#57 望まぬ邂逅
 人気のない無機質な研究所の一室。暗い部屋の唯一の照明は複数設置された監視カメラの映像を映すモニターのみ。その中で一人、インカムで喋りながらキーボードとマウスを器用に使う女が慌ただしくまくし立てる。
「神無月。状況報告急いで。開始時刻はとうに回ってるでしょ?」
 目の中に映るいくつかのモニターから必要な情報だけを読みとり、即座に現地の情報を要求する彼女の姿は歴戦のオペレーターと言っても不足はないだろう。
 山奥で隠密行動をする二人は全く同じ語調、音程で無感情に状況を報告する。
「「ターゲット11と2は補足済み。だが、イレギュラーが現れた」」
「イレギュラー?」
 右手のマウスを駆使し、森中の監視カメラをぐりぐりと回す。森の入口に設置されたカメラに不自然な人影が一つ。それは神無月達のような隠密行動ではなく、堂々と林道の中心を歩いている。背後からわかる情報は彼が派手な金髪であることと、彼の口元から上がる紫煙くらいだった。

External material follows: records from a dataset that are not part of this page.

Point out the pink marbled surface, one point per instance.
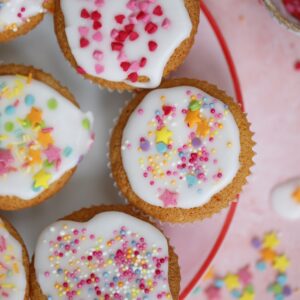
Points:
(264, 55)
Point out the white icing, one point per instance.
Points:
(104, 226)
(68, 134)
(168, 39)
(18, 12)
(283, 201)
(12, 272)
(136, 161)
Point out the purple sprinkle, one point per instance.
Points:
(256, 243)
(144, 144)
(196, 142)
(287, 291)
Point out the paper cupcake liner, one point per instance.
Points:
(283, 17)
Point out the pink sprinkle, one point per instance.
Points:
(99, 69)
(98, 55)
(135, 66)
(97, 36)
(83, 30)
(99, 2)
(166, 23)
(114, 33)
(144, 6)
(131, 5)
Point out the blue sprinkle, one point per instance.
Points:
(191, 180)
(29, 100)
(261, 266)
(282, 279)
(10, 110)
(219, 283)
(236, 293)
(36, 189)
(161, 147)
(105, 274)
(279, 297)
(67, 151)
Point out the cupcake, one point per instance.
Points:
(285, 199)
(17, 17)
(182, 152)
(39, 146)
(14, 264)
(126, 44)
(104, 252)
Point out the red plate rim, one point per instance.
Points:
(231, 212)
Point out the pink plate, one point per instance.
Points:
(196, 244)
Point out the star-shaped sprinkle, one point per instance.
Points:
(268, 255)
(42, 179)
(213, 293)
(245, 275)
(169, 198)
(45, 139)
(247, 296)
(232, 281)
(296, 195)
(163, 135)
(194, 118)
(6, 159)
(34, 157)
(271, 240)
(35, 116)
(281, 263)
(53, 154)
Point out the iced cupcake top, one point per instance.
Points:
(180, 147)
(15, 13)
(127, 41)
(42, 136)
(112, 256)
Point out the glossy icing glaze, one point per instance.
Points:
(286, 199)
(123, 40)
(38, 143)
(180, 147)
(14, 13)
(112, 256)
(13, 280)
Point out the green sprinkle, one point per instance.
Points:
(47, 164)
(9, 126)
(86, 124)
(52, 104)
(67, 151)
(194, 105)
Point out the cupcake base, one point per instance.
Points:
(220, 200)
(84, 215)
(15, 203)
(177, 58)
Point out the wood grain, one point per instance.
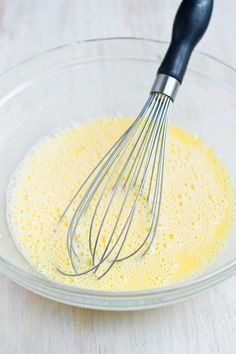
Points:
(31, 324)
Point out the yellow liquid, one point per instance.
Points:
(195, 220)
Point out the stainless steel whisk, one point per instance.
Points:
(132, 170)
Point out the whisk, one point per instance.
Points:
(126, 184)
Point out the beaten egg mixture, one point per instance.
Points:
(195, 220)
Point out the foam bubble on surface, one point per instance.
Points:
(196, 215)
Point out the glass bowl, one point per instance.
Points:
(104, 77)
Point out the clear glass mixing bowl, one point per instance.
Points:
(104, 77)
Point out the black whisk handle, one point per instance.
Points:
(190, 24)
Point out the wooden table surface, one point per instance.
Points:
(30, 324)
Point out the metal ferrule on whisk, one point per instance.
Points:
(166, 84)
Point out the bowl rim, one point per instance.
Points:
(9, 269)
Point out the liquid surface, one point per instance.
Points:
(194, 224)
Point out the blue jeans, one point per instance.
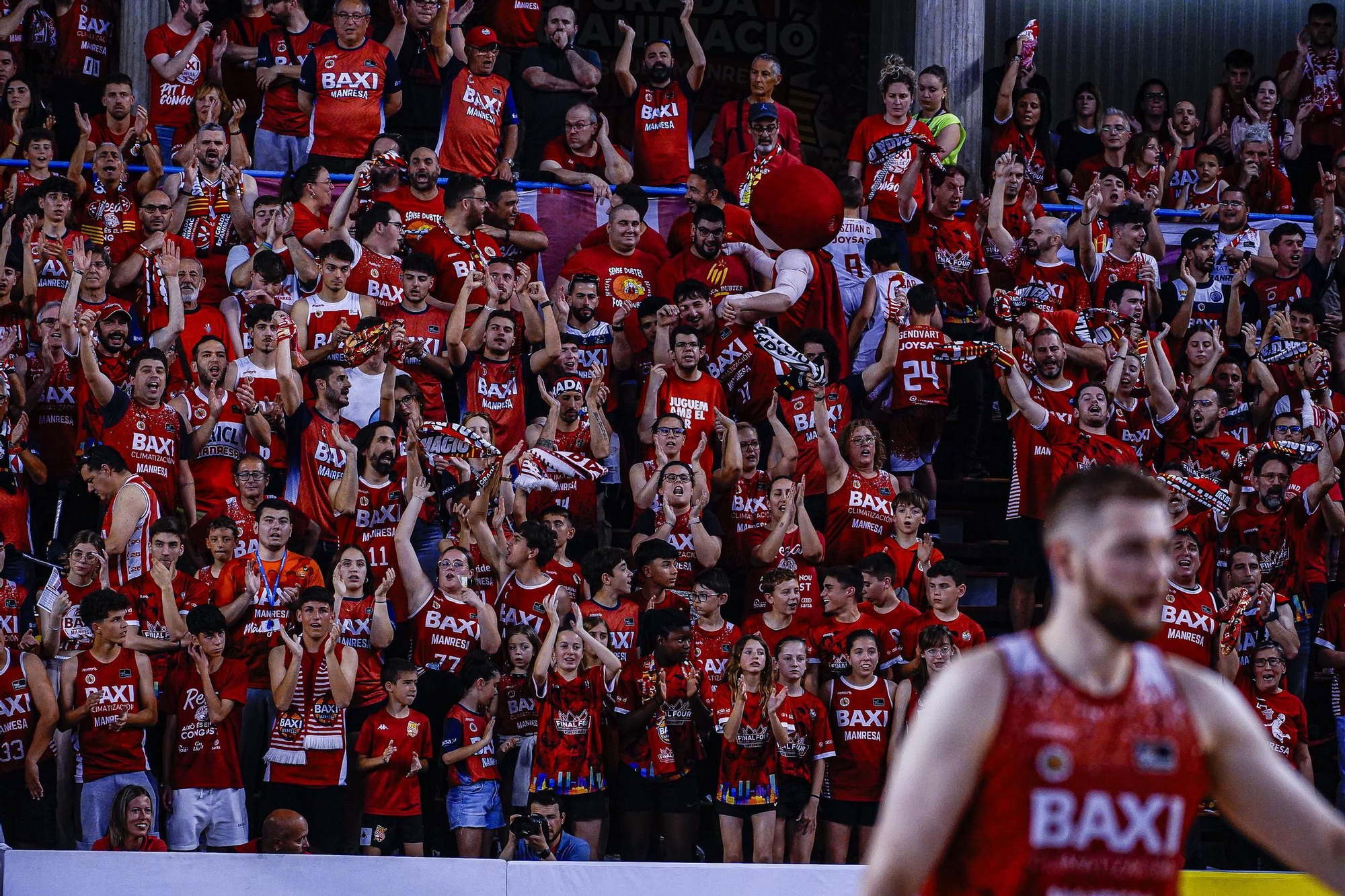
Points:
(96, 803)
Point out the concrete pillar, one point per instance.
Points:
(953, 34)
(138, 19)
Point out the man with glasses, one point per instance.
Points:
(662, 106)
(350, 85)
(684, 389)
(743, 171)
(479, 134)
(584, 154)
(705, 260)
(284, 131)
(1114, 134)
(559, 76)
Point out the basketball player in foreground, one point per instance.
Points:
(1071, 759)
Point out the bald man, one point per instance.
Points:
(1036, 257)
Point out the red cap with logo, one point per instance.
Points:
(482, 37)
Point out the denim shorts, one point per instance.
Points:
(475, 805)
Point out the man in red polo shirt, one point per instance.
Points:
(479, 134)
(662, 104)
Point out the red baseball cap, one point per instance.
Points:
(482, 37)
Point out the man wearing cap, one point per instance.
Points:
(481, 126)
(1194, 295)
(559, 75)
(746, 170)
(662, 104)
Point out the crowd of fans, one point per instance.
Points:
(329, 526)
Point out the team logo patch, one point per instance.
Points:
(1156, 756)
(1055, 763)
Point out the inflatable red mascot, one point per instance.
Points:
(796, 212)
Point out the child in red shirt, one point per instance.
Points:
(393, 748)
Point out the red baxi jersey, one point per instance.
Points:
(496, 388)
(747, 763)
(918, 378)
(1079, 792)
(809, 724)
(392, 790)
(205, 754)
(349, 89)
(446, 631)
(100, 751)
(315, 462)
(135, 560)
(861, 724)
(570, 739)
(150, 440)
(662, 135)
(1190, 628)
(213, 467)
(280, 112)
(477, 114)
(860, 517)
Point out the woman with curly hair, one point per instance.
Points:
(860, 491)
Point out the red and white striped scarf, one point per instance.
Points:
(319, 724)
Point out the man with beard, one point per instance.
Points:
(1195, 296)
(1114, 134)
(599, 345)
(107, 206)
(1288, 283)
(368, 499)
(325, 318)
(1195, 438)
(350, 85)
(314, 451)
(1237, 240)
(284, 132)
(1186, 124)
(1191, 626)
(376, 241)
(560, 79)
(455, 244)
(122, 122)
(584, 154)
(518, 235)
(662, 106)
(149, 432)
(1124, 260)
(1032, 475)
(746, 170)
(135, 256)
(479, 124)
(1077, 446)
(217, 421)
(1019, 210)
(492, 378)
(427, 360)
(1036, 256)
(212, 206)
(993, 717)
(420, 200)
(182, 58)
(625, 272)
(705, 260)
(419, 40)
(260, 369)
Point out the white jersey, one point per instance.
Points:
(848, 259)
(887, 284)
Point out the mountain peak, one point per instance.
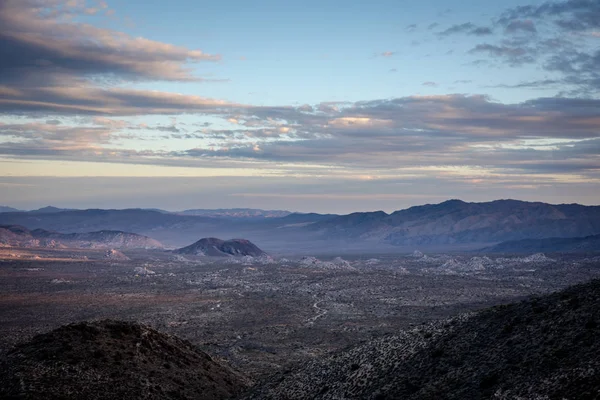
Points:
(218, 248)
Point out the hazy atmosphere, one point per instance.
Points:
(323, 106)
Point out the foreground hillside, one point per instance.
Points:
(543, 348)
(114, 360)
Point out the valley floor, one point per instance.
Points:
(261, 315)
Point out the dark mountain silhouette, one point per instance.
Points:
(543, 348)
(456, 222)
(548, 245)
(18, 236)
(218, 248)
(114, 360)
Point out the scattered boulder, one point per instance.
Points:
(543, 348)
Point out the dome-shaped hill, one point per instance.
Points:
(114, 360)
(543, 348)
(219, 248)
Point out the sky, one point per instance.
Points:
(314, 106)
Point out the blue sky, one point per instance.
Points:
(331, 106)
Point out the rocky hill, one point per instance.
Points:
(586, 244)
(114, 360)
(543, 348)
(458, 222)
(18, 236)
(219, 248)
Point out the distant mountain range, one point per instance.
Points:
(18, 236)
(236, 213)
(218, 248)
(8, 209)
(547, 245)
(458, 222)
(451, 224)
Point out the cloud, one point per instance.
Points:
(468, 28)
(570, 15)
(514, 56)
(408, 132)
(517, 26)
(40, 41)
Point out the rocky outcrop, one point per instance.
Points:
(221, 248)
(545, 347)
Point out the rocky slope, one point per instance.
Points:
(114, 360)
(457, 222)
(18, 236)
(543, 348)
(219, 248)
(563, 245)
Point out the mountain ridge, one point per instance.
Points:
(218, 248)
(19, 236)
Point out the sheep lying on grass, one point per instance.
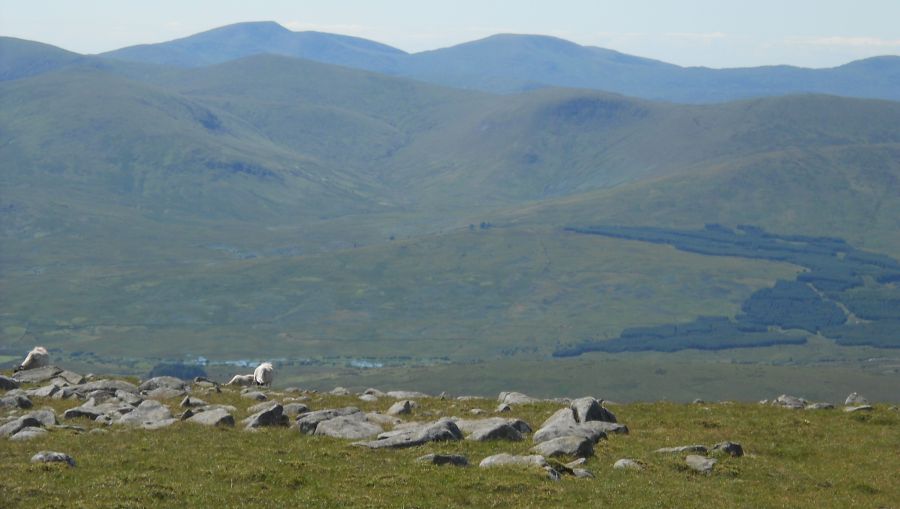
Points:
(264, 374)
(37, 358)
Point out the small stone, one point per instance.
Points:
(627, 464)
(51, 456)
(256, 395)
(444, 459)
(733, 449)
(566, 446)
(700, 464)
(401, 408)
(855, 399)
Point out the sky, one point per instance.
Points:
(711, 33)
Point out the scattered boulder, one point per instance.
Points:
(354, 427)
(255, 395)
(516, 398)
(37, 375)
(53, 457)
(150, 414)
(792, 402)
(442, 430)
(855, 399)
(272, 416)
(504, 459)
(294, 409)
(566, 446)
(169, 382)
(14, 426)
(28, 433)
(308, 422)
(165, 393)
(591, 409)
(682, 448)
(406, 395)
(401, 408)
(15, 401)
(444, 459)
(8, 384)
(627, 464)
(700, 464)
(498, 431)
(732, 449)
(213, 417)
(189, 402)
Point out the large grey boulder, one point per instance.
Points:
(308, 422)
(213, 417)
(43, 392)
(37, 375)
(515, 398)
(16, 425)
(8, 384)
(295, 409)
(566, 446)
(627, 464)
(700, 464)
(855, 399)
(733, 449)
(505, 460)
(15, 401)
(353, 427)
(28, 433)
(442, 430)
(499, 431)
(682, 448)
(444, 459)
(272, 416)
(406, 395)
(792, 402)
(403, 407)
(164, 393)
(591, 409)
(150, 414)
(169, 382)
(45, 416)
(53, 457)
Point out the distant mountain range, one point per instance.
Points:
(191, 194)
(512, 63)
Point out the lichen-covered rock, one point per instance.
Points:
(444, 459)
(700, 464)
(213, 417)
(505, 459)
(566, 446)
(627, 464)
(53, 457)
(353, 427)
(442, 430)
(733, 449)
(682, 448)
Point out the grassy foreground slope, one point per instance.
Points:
(798, 459)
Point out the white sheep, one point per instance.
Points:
(241, 380)
(264, 374)
(37, 358)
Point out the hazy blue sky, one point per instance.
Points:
(715, 33)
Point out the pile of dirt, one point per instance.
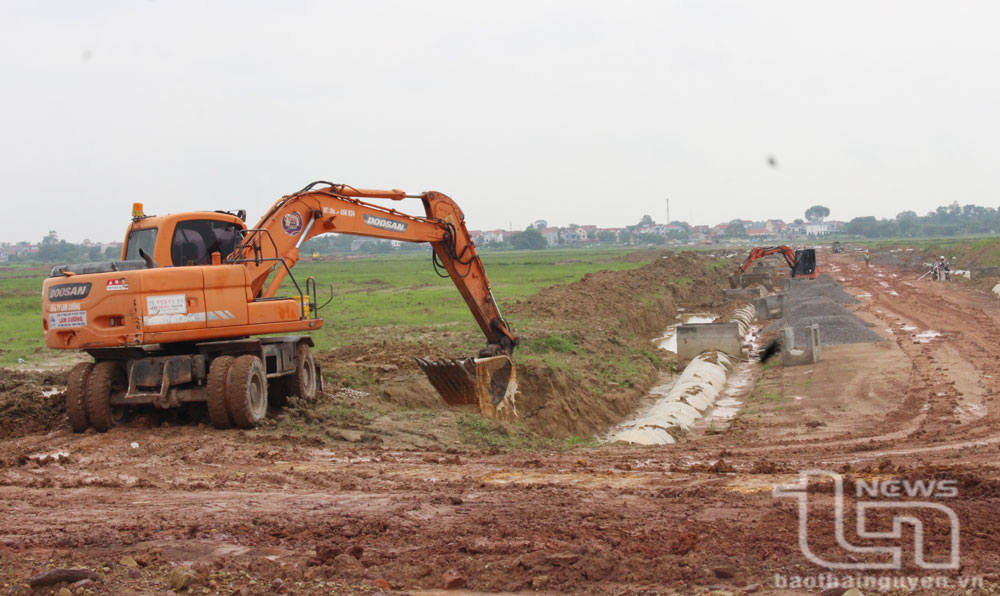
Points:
(31, 401)
(585, 357)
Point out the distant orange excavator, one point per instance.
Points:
(801, 262)
(177, 319)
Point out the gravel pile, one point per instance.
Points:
(822, 286)
(809, 302)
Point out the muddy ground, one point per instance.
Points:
(354, 497)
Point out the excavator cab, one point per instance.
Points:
(805, 263)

「……予想してなかったわけじゃなかったけど、来たのね。神無月、ゲームは続行。でも、そいつに見つかっては駄目よ。もちろん零のことも」
「御意」
 三番カメラが設置されている木の上から二人の姿が同時に消える。弥生は面倒な事態に頭を掻きむしりながら、一番カメラの人影を追う。発見されないよう周到に偽装した監視カメラの方へ急に金髪が振り向いた。
「っ……!」
 小さな悲鳴とともに一番モニターに砂嵐が映し出される。しかし、弥生はその瞬間を見逃さなかった。金髪の少年の貼ってつけたような薄い笑みと吸いかけのタバコが爆発した瞬間を。
「葉月。一番面倒なのが来たわね」
 弥生はマウスを持つ手を一時離して、すっかり冷めきったエスプレッソを口に運ぶ。ぐいとそれを飲み干して、なんとなしに眺めたモニターには一筋の白い煙が映し出されていた。
*
 狼煙を上げてしばらく経った頃。未だに敵の攻撃が無いことを警戒しながらも、俺は何度も時計を確認する。八時四十七分。そろそろ攻撃をしてこないと向こうは投げないままターンを終了する羽目になる。それがルール上どういう意味を持つのかまでは把握しきれれないが、恐らくこのまま何もなしには終わらないだろうと考えていた。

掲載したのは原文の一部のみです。